LAUREN GILGER: Yeah, fair enough, fair enough. But it does sort of spark this debate that is still ongoing, I think at least for me, right, that why do you want to watch some show where there's no one to cheer for really. Like, like who are you supposed to like or even maybe relate to in these casts, you know? But it sounds like you, you're not quite convinced by that argument. Tell us why.
KIRSCH: Well, I guess if you look at these characters, I see them all as like very human, you know, and I, I don't know that the people in my life are and in your life, too, I'm sure in all of our lives we're complex people, we're flawed people and, you know, what a show can do or what a movie can do is kind of like magnify a certain part of somebody's personality so that because we, somebody who's creating a television show needs to have a villain, so they're going to highlight the kind of worst qualities of that person.
But like, ideally a character who's compelling to watch has like a many-faceted personality and that there are things in that person, maybe not the fact that they are a hit man or you know, like a ruthless titan of business, maybe those aren't the things that you identify with, but that there's something there that there that you see a human being in them and not just a cartoon.
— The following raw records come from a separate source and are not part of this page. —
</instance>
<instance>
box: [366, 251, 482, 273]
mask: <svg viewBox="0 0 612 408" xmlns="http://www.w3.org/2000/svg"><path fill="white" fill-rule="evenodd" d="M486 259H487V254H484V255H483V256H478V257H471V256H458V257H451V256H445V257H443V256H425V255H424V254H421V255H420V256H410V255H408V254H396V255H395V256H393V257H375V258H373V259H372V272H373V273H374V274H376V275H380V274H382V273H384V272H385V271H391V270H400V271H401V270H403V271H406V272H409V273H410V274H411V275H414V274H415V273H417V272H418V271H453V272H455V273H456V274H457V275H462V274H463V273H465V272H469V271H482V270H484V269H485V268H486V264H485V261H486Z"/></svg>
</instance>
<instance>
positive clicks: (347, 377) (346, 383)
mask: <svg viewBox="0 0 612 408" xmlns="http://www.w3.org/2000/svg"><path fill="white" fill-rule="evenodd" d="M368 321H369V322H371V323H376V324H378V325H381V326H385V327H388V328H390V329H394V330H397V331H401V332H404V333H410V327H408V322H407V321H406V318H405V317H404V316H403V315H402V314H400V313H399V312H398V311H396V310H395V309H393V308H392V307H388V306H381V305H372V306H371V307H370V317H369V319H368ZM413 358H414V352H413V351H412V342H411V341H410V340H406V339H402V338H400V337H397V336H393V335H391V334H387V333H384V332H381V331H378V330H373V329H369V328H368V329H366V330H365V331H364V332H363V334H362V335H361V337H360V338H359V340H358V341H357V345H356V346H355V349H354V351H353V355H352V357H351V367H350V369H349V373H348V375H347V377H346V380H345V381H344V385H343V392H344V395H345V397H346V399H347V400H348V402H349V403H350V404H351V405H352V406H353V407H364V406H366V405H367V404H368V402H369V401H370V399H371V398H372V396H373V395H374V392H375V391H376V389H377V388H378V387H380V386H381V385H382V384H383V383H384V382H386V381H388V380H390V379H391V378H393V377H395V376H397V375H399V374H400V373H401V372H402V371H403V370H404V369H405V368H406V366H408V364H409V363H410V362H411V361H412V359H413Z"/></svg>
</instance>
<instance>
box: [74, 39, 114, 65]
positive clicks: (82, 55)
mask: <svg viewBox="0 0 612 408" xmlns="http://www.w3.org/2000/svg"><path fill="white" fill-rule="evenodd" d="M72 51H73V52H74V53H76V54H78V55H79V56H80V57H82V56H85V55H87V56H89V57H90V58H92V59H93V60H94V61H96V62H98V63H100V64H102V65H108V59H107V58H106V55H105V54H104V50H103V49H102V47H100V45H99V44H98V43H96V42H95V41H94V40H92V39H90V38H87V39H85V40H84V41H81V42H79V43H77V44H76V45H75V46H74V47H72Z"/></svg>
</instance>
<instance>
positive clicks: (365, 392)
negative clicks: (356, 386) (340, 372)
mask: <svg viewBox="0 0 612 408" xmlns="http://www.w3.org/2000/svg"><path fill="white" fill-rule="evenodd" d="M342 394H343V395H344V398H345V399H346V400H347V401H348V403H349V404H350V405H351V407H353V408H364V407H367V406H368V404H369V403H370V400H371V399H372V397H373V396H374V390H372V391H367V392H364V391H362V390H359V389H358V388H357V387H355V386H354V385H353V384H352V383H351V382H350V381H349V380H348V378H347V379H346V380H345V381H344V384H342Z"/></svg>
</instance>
GILGER: I think that makes sense. Is there a sense of like, like living vicariously through characters like this in a way too, especially when it comes to sort of the excesses of many of these characters?
KIRSCH: I think so. I mean, I think we like to watch people ... that we would never get anywhere near. There are many people with many theories about why true crime is so popular, but I think one of them is that to be a spectator to our worst nightmares somehow is delicious and fascinating to us. And so I, I do, I think that, you know, we, we want to get up close to the raw and ugly parts of human nature and observe them and perhaps see them mirrored in ourselves or see qualities that if we made different decisions in our lives might be magnified in us like there but for the grace of God go by. I mean, I like to get up close to kind of nasty, ethically compromised characters and like learn what makes them tick and sort of find that humanness in them, find in them what I can see in me.
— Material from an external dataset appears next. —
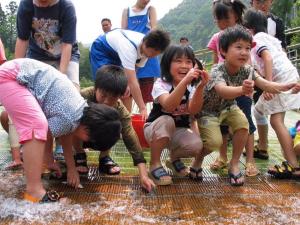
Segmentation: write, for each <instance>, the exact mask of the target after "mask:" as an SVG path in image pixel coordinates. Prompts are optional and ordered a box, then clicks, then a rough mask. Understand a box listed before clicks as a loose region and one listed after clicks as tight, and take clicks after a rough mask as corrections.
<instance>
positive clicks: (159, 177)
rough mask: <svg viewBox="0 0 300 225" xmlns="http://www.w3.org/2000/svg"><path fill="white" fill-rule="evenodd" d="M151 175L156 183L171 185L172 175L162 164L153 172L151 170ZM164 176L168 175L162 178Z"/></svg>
mask: <svg viewBox="0 0 300 225" xmlns="http://www.w3.org/2000/svg"><path fill="white" fill-rule="evenodd" d="M149 177H150V178H151V179H152V180H153V182H154V183H155V184H156V185H170V184H172V183H173V182H172V177H171V176H170V175H169V174H168V173H167V171H166V170H165V169H164V168H163V167H162V166H161V167H158V168H156V169H154V170H152V171H151V172H149ZM162 177H168V178H167V179H161V178H162Z"/></svg>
GILGER: Is there a fear though, Melissa, that that that sometimes people and maybe because there's just so many of these characters now and they're so popular that like people miss the point, like that you're not necessarily supposed to cheer for this hitman or serial killer or whatever it may be because, you know, they are awful.
KIRSCH: Yeah, I, I find that interesting. I think that, you know, the argument that you were making like, you know, well, there's nobody to root for, there's nobody to cheer for. I, you know, I think people certainly cheer for villains all the time, so they do find somebody to cheer for. But does somebody have to be likable in order to be compelling? And to me, the answer is no.
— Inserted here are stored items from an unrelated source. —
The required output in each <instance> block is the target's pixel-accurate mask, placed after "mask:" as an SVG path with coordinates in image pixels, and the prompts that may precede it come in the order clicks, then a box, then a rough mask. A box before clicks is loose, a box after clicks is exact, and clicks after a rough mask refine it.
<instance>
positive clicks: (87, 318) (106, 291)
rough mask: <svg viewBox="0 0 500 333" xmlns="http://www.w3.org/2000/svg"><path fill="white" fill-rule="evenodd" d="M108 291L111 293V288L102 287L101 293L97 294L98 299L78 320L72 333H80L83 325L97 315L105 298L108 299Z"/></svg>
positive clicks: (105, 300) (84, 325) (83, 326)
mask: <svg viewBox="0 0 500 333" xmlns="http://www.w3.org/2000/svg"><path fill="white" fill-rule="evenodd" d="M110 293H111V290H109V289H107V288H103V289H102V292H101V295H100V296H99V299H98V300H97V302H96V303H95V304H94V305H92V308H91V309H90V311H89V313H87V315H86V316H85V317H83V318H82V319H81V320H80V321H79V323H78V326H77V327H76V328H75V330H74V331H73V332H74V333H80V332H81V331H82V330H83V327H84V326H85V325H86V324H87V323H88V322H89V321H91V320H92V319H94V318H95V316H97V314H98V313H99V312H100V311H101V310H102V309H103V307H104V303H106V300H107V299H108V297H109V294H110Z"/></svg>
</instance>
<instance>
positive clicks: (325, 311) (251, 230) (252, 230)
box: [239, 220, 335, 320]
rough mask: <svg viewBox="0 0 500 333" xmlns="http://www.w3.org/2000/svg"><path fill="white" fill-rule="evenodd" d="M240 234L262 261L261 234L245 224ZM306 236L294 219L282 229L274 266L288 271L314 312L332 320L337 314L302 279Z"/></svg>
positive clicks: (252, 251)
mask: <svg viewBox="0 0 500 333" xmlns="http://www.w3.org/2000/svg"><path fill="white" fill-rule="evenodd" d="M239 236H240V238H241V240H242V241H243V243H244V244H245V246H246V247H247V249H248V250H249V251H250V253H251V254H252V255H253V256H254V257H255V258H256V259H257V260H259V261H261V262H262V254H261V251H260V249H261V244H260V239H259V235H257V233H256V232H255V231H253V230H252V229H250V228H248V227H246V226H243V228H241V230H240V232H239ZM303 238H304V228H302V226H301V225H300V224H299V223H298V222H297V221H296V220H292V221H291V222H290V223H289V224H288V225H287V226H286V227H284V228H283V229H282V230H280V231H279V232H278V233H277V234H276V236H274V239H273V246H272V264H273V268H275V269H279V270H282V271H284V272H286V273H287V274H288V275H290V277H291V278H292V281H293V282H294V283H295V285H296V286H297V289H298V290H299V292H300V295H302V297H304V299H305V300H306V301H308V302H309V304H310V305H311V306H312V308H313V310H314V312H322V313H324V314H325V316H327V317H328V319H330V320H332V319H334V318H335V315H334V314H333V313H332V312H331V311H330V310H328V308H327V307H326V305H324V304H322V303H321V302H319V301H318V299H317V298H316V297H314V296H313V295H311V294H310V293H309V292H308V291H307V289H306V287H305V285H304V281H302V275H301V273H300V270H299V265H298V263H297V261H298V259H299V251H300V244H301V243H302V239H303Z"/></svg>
And I think to, you know, legions of viewers or whatever, the answer is probably no, that we want to watch people even if we don't like them, but I think that there's something interesting about the like somebody's personal preference though that they would prefer not to like spend their time with somebody that they don't like, that these characters do feel real to them and, you know, we do have these kind of parasocial relationships with people on our screens and that we prefer not to have them with people that we find odious.
I mean, I think that I had thought you, you know, in, in my piece I had sort of argued that not everybody's going to be likable, but that doesn't mean that they're not worth watching. But I do think that there's something to be said for, you know, not wanting to spend your time with people real or imagined who you don't like.
GILGER: I think that's fair. I definitely feel that way sometimes about these characters. But I wonder, do you think that these antiheroes are becoming sort of heroes in our culture, like where a lot of people are, do you think they're just really cool and like kind of forget the fact that they're doing terrible things.
KIRSCH: Oh, I hope not. I mean, that seems like a really dangerous road to go down. However, you know, I, I guess we do, you know, when I think about a show like "Succession," where I am kind of rooting for despicable people to prevail. I don't know what that says about me. I hope that in these fantasy worlds where we do want to get up close to, to the uglier sides of human nature we, you know, we kind of flip the allegiances that we may have in real life for the, you know, for the, the kind, respectable people.
I hope that we would still maintain a boundary between, you know, real life and fantasy, you know, I think that it's dangerous if we don't, but I, I, I hope that's not true. I hope, I hope that people are just, you know, excited to watch really complicated characters that can sometimes get ugly and they're not kind of having, you know, like moral confusion.